Nationally and locally, the impact of the pandemic has really ramped up since half term. From September, we have seen isolated cases, in both staff and students, resulting in self-isolations for contained “bubbles” of students across the first term. Since we have been back, the situation has felt very different.

Cases in November in Years 8, 9 and 10 have meant over 600 students from Churchill self-isolating at home as potential contacts. This picture is reflected in the national school attendance figures release this week:
- Attendance in state-funded schools steadily increased from 87% in early September, to a period of stability of between 89 to 90% from 1 October to 15 October. After half-term attendance was at 89% on 5 November but decreased to 86% on 12 November.
- On 12 November, attendance in state-funded secondary schools is 83%, down from 87%. The drop in attendance is mainly due to the increased number of pupils self-isolating due to potential contact with a case of coronavirus. (source)
Everyone has been disrupted. Two of my three children have been sent home from their school this month to self-isolate due to positive cases in their year group bubbles. I really do understand it from both sides, as a parent and a Headteacher. I understand the frustrations. I understand the inconvenience. I understand the upset. I understand the anxiety.

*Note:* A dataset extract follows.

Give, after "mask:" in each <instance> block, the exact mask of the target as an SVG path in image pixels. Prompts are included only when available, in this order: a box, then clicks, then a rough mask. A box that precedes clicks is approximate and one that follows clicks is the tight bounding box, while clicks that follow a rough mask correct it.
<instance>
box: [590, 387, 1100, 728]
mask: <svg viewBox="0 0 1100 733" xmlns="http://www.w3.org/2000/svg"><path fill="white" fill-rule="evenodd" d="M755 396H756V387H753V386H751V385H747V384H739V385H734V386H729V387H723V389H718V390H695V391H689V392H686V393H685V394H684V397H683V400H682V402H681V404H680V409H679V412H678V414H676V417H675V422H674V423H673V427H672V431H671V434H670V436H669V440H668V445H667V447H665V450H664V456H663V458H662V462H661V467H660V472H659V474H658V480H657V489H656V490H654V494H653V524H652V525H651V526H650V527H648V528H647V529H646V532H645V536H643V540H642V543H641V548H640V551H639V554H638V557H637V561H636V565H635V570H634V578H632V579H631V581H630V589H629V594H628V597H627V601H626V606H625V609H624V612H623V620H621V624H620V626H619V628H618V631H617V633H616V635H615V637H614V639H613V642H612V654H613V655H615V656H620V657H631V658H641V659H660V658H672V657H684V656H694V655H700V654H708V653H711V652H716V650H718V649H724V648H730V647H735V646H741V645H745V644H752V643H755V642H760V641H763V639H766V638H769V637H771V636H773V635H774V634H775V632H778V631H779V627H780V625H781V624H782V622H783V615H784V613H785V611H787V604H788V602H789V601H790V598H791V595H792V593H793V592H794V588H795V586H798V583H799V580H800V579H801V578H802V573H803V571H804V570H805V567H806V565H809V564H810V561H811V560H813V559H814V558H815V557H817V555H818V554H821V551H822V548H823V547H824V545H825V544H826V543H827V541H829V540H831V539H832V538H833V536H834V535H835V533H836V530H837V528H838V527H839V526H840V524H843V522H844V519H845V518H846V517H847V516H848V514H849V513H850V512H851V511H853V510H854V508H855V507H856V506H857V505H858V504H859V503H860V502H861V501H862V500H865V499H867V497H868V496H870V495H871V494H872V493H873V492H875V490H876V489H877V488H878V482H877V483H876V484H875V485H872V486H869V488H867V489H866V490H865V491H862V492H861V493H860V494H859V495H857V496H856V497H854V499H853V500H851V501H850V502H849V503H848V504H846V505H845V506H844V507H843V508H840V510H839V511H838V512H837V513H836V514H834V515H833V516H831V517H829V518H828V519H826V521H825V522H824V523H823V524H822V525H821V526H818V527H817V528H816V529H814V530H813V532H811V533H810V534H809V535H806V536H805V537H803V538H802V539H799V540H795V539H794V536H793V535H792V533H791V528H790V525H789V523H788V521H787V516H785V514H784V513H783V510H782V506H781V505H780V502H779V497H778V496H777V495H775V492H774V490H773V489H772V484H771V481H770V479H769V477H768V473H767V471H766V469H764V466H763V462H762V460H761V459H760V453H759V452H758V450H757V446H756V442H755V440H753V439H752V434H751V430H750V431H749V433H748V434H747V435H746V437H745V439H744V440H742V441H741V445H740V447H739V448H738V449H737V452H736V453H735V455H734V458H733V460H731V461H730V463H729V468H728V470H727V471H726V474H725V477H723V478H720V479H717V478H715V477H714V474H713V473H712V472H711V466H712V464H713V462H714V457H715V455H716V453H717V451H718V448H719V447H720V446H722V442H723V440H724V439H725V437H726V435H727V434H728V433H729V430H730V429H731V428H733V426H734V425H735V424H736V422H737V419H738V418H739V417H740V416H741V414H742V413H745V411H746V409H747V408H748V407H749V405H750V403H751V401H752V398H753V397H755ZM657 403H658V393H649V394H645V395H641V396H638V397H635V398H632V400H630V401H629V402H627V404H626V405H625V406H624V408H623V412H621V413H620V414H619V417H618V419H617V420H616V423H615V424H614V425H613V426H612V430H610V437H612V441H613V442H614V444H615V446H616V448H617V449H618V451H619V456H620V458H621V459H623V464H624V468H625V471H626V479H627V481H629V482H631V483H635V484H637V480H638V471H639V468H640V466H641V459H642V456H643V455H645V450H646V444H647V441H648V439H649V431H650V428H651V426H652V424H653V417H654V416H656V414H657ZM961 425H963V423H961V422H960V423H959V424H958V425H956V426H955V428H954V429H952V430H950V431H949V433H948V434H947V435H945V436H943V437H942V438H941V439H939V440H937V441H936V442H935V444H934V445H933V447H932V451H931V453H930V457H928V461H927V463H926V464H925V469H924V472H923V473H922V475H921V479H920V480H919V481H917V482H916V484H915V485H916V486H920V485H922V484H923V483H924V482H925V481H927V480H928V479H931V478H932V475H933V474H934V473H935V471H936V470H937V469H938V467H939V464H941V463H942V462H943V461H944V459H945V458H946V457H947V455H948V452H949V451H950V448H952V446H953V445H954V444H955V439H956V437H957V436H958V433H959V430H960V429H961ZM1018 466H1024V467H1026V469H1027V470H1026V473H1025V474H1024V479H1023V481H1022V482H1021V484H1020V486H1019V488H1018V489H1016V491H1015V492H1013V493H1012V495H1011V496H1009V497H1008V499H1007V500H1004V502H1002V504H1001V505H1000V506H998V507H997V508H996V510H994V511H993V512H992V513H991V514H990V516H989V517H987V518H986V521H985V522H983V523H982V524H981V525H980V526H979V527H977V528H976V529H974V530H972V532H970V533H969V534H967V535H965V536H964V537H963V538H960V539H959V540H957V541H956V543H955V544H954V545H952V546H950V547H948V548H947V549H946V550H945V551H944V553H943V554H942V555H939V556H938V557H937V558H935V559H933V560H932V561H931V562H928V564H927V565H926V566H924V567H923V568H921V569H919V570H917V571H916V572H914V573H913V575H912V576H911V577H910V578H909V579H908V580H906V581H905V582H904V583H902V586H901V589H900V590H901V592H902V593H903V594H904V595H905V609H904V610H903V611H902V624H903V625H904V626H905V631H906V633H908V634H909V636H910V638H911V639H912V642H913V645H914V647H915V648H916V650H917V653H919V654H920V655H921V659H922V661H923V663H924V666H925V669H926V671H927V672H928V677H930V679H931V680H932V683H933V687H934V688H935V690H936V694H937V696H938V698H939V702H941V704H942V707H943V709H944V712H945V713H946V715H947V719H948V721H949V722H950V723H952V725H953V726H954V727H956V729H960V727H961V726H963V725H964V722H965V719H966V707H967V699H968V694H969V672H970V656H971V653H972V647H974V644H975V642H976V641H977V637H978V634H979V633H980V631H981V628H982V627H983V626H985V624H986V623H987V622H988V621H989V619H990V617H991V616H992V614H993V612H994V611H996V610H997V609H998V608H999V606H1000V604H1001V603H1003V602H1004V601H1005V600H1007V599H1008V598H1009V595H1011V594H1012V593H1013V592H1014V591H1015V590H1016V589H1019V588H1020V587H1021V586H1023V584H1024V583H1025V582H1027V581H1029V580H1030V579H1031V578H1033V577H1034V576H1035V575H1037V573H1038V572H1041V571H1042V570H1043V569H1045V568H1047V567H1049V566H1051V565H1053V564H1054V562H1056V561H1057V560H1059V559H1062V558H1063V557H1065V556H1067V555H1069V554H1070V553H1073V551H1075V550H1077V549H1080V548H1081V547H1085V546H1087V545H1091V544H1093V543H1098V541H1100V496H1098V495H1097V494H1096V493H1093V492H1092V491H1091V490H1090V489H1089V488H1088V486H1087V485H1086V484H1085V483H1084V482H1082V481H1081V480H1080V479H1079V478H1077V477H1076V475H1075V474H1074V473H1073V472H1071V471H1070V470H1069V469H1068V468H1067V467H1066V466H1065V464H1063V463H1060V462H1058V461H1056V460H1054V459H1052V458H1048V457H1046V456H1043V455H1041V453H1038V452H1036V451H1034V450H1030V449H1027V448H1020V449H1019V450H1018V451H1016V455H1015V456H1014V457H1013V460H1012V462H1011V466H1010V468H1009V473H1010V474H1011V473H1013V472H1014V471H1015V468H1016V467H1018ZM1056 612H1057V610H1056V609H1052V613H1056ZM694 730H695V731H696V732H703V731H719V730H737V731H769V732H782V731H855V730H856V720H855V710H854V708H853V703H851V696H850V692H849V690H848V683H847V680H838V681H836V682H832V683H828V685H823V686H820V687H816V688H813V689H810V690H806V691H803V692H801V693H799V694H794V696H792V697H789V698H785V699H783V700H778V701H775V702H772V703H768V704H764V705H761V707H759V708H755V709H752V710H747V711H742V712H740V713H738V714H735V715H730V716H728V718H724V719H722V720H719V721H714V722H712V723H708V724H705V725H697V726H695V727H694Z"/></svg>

None of us want to be in this position: we all wish it was different. But wishing won’t change the reality of education in the middle of a pandemic.
What happens when a case is notified?
In school, notification of a positive case launches a very clear but complex process:
- Contact the family: make sure we have all the correct information about dates, symptoms, test results, transport arrangements, attendance, and any social contacts.

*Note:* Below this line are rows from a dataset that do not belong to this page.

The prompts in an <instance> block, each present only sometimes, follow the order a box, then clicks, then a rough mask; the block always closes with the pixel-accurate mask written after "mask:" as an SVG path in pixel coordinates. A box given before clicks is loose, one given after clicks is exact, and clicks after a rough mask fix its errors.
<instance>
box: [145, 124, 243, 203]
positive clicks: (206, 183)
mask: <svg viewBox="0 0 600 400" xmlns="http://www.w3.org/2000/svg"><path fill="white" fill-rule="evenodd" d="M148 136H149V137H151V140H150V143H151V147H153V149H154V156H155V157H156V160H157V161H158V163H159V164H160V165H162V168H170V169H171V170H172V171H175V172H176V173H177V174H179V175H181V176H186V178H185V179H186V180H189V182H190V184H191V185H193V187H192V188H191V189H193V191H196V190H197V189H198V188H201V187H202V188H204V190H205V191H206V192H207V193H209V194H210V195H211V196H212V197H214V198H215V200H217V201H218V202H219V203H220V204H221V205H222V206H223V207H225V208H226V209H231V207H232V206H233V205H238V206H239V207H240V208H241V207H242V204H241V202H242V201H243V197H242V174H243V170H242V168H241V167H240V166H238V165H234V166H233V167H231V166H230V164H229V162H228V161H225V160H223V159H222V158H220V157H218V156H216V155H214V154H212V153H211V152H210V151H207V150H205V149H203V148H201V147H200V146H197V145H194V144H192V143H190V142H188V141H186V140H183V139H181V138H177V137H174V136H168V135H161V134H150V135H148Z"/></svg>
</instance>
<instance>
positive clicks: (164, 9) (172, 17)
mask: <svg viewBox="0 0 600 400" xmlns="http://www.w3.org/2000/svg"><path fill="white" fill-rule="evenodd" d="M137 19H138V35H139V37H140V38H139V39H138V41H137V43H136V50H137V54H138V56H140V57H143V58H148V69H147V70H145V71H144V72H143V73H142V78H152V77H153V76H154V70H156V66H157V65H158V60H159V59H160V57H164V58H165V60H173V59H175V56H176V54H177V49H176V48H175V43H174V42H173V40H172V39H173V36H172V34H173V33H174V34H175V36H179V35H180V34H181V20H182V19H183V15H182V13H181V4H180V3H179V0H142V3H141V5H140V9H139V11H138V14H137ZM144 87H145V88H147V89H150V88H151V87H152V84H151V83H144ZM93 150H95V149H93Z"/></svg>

- Run the contact tracing: we have a report in our Management Information System that pulls out all the students that are “contacts” with a named individual. We cross-refer this report with the student timetable and, if necessary, seating plans to identify students that need to self isolate. We also identify any staff contacts of the confirmed case to check social distancing, ventilation in the rooms, and any other issues.
- Seek advice: having run through the written guidance, I always check with the Health Protection Team that my interpretation is correct. They have been brilliant – always available with a prompt response and clear, helpful advice, including confirmation of dates and self-isolation durations.
- Prepare letters for the confirmed case, the identified contacts, and the wider Academy
- Contact parents and families of identified contacts: all other operations stop in the Academy office as every available colleague takes to the phones. If the notification comes out of hours, all available senior leaders work through the contacts from home.
- Organise collection: staff supervising the students use walkie-talkies to communicate with reception when individuals are ready to be collected
- Formal notifications: it’s my responsibility to notify the South West Health Protection Team, Department for Education, the local authority, school transport (if applicable), the Trust Board and the wider staff. These notifications never include personal details of the case – only that we have a confirmed case, the year group, the date of the test, and the number of contacts required to self-isolate.
- Follow up: often students who have not come up on our contact tracing self-identify that they have spent time with a confirmed case at lunch or break time. We check the circumstances of these contacts, and provide advice accordingly. At other times, the Health Protection Team want a follow-up discussion to check responses and offer support. There are sometimes further details to clarify, or further contacts to identify.
- Implement remote or blended learning: staff need to re-plan their teaching to accommodate full or part-classes learning remotely at home. Webcams, visualisers and other tools are used to provide live or recorded video content; Google Classrooms need to be updated with lesson content or learning tasks. We need to check staff absences or isolations, and ensure that any cover work is adapted to work remotely.
- Welfare checks: tutors begin the process of “touching base” with self-isolating students, addressing any issues with remote learning, health or wellbeing. These checks take place by phone or email, at least once a week during self-isolation.
This is our new reality. At any time, with one positive test, the whole process kicks into action. The ramifications spread far beyond the Academy, to all those families who have to drop everything to come and collect their children, reorganising schedules and arrangements at a moment’s notice.

It has to be this way. If we are going to protect the vulnerable, relieve the pressure on the NHS, and slow the spread of this virus, we have to take immediate action to isolate any potential contacts of a confirmed case. But the disruption is massive – and it’s not just happening at Churchill. Every single secondary school in our area has isolated large groups of students this term. And the South West – although cases are rising – is not the worst-hit region. In Hull last week, one in four children was at home self-isolating.
What can we do?
There has been much talk about implementing rota systems in schools, so that year groups only attend for two weeks at a time with two weeks off. This was proposed by the government back in August, and at Churchill we have a contingency plan for this eventuality if it is called for. But I can’t see that this will fix things: if a positive case is confirmed in a year group bubble that is on the rota to be in school, they will have to go home to self-isolate anyway. What then?

To my mind, schools should stay open. For this to be sustainable, we have to protect ourselves as much as we can. We must rigorously stick to the covid-safe protocols in school, and the protective measures and restrictions in wider society. And, when a positive case is confirmed, we have to isolate the case and any possible contacts to prevent further spread. Until a vaccine is in wider circulation, this is our new reality.